Sunday, October 10, 2004

Monday, 11 October, 2004

This week's devotions are written by Vicar Steve Bond.



For these next two weeks, we'll be drawing from Marva Dawn's 2001 book, Powers, Weakness, and the Tabernacling of God as a starting point. The central thrust of the selected passages is that God in Christ is most clearly seen in weakness, and that the church-the very body of Christ-is called to embody that weakness for the glory of God. So without further ado, let's jump in…



Through his astheneia [the Greek word for "weakness"] Christ gave himself up to death-totally emptying himself and becoming obedient to the worst of deaths, as the letter to the Philippians asserts (2:5-10). Such a totality of weakness, of perfect submission to the will of the Father (as frequently recorded in the Gospel of John) makes possible the perfection of God's tabernacling in the world through Christ.



The Christian story is in many ways the story of God coming to be with people. The outright absurdity of this story's claim is that God seems to have a penchant for coming to be with people in foolish and weak ways-from dwelling in a movable tent, the tabernacle, in Israel's wilderness days, to roughing it and camping with the dejected and deflated exiles, and then most clearly to pitching that same tent in the fragile human flesh of Jesus. And amazingly, impossibly, God wills to be found not so much in the majestic and pristine heights of heaven or speaking as a muse through beautiful art or music, but in the weakness and ugliness of that human Jesus dying on a cross.

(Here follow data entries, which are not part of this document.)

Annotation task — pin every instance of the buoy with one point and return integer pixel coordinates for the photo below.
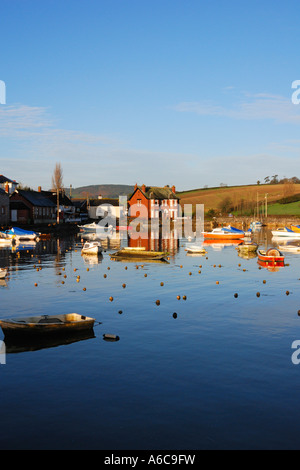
(109, 337)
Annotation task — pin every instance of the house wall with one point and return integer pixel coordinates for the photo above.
(36, 214)
(139, 199)
(4, 209)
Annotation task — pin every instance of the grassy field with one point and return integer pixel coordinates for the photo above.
(244, 198)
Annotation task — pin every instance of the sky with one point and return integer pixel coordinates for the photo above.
(193, 93)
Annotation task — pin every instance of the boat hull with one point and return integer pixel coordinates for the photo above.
(47, 324)
(268, 257)
(139, 254)
(223, 236)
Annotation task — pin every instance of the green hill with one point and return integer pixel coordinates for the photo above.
(104, 190)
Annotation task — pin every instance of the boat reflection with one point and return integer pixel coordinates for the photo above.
(18, 345)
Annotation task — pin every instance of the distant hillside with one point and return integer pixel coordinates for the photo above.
(104, 190)
(240, 197)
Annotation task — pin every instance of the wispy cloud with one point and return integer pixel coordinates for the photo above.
(252, 107)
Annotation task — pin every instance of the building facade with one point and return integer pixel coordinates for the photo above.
(4, 208)
(154, 202)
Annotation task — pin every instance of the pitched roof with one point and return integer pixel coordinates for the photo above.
(36, 198)
(3, 179)
(155, 192)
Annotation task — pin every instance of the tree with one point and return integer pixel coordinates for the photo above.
(226, 205)
(57, 185)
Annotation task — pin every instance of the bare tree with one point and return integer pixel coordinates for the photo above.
(57, 178)
(57, 185)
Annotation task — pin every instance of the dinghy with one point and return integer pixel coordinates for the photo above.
(224, 233)
(41, 324)
(138, 253)
(21, 234)
(272, 255)
(91, 248)
(285, 232)
(3, 273)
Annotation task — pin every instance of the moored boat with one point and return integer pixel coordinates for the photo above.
(295, 228)
(196, 249)
(224, 233)
(3, 273)
(21, 234)
(247, 247)
(285, 232)
(139, 253)
(272, 255)
(91, 248)
(42, 324)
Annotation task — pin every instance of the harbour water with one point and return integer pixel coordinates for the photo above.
(209, 371)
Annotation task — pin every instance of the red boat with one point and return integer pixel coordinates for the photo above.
(271, 256)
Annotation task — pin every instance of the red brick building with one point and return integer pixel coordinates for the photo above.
(155, 202)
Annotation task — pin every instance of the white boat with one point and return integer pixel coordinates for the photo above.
(224, 233)
(256, 225)
(289, 248)
(4, 241)
(91, 248)
(97, 228)
(3, 273)
(46, 324)
(196, 249)
(247, 247)
(285, 232)
(20, 234)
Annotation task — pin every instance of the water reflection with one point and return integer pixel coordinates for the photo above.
(20, 345)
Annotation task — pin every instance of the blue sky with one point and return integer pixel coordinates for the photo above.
(184, 92)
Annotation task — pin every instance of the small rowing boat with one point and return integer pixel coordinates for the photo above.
(196, 249)
(247, 247)
(285, 232)
(91, 248)
(272, 255)
(3, 273)
(224, 233)
(41, 324)
(139, 253)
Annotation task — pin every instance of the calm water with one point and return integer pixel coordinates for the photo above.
(209, 372)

The upshot of this claim - if it is true - is that all our worries that we have to be good enough, all our juggling acts keeping work and family and status up in the air and on track to "success," all our fears that there is a minimum holiness requirement in order to "get in" to meet God, all of those are brought to an end since we have been embraced by God as we are and without pretense. We can be honest about where our limitations and weaknesses are, because ours is a God who seems to find us right there in our failings, dressed up in weakness just like us.



Connection: What if today, I could be honest with myself about my failures and mistakes? What if I were freed from posturing with my peers and pretending that I've got it all together? What if I didn't have to put on a smile for the world today, but could trust that I am loved even in sadness? What if God saw me as I really am-and still loved me? The audacious claim of faith is that those are all realities - no more "what ifs." And that's the gospel truth.



Gracious God, you come to find us in our weakness and fragility. Give us the courage to come and meet you there.